Garante per la protezione dei dati personali Provvedimento n. 36 del 27 gennaio 2021
Il caso notificato al Garante
Una signora veniva ricoverata presso il reparto di ginecologia di una AUSL per essere sottoposta ad un trattamento terapeutico di interruzione volontaria di gravidanza .
In tale occasione chiedeva espressamente che le informazioni sul suo stato di salute non fossero comunicate a soggetti terzi e a tal fine forniva il proprio numero di telefono personale da utilizzare per gli eventuali successivi contatti da parte dell’ Azienda Sanitaria.

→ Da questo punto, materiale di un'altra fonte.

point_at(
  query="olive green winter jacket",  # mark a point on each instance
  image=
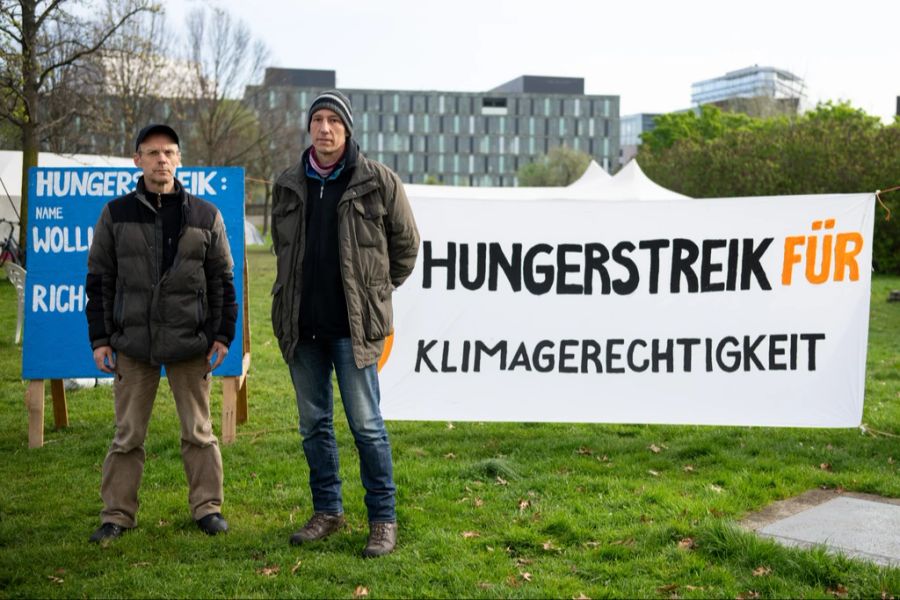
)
(378, 243)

Successivamente alle dimissioni un’infermiera del reparto tentava di contattare la paziente per fornire indicazioni circa le specifiche terapie da seguire e in quell’occasione si trovava a parlare col marito della paziente.

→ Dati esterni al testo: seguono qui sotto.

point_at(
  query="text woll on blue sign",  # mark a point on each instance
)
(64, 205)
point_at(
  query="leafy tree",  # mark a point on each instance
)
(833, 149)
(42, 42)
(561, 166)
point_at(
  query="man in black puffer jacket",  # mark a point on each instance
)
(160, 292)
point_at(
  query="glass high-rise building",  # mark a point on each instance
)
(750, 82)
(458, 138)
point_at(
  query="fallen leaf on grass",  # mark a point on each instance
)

L’infermiera aveva, infatti, utilizzato il numero di telefono indicato sul frontespizio della cartella clinica dell’interessata, registrato nell’anagrafica informatizzata della Azienda, fornito dalla stessa paziente in occasione di un precedente contatto con la struttura sanitaria, numero che però non corrispondeva affatto con quello indicato dalla paziente nel corso dell’ultimo ricovero, che invece era stato riportato unicamente all’interno della cartella clinica.
Le informazioni fornite al marito della paziente, in occasione della telefonata, avevano riguardato solo la tipologia di reparto (ginecologia) presso cui l’interessata è stata ricoverata e, secondo quanto dichiarato dall’azienda nella propria notifica al Garante, non sarebbero state date ulteriori indicazioni sullo stato di salute della stessa.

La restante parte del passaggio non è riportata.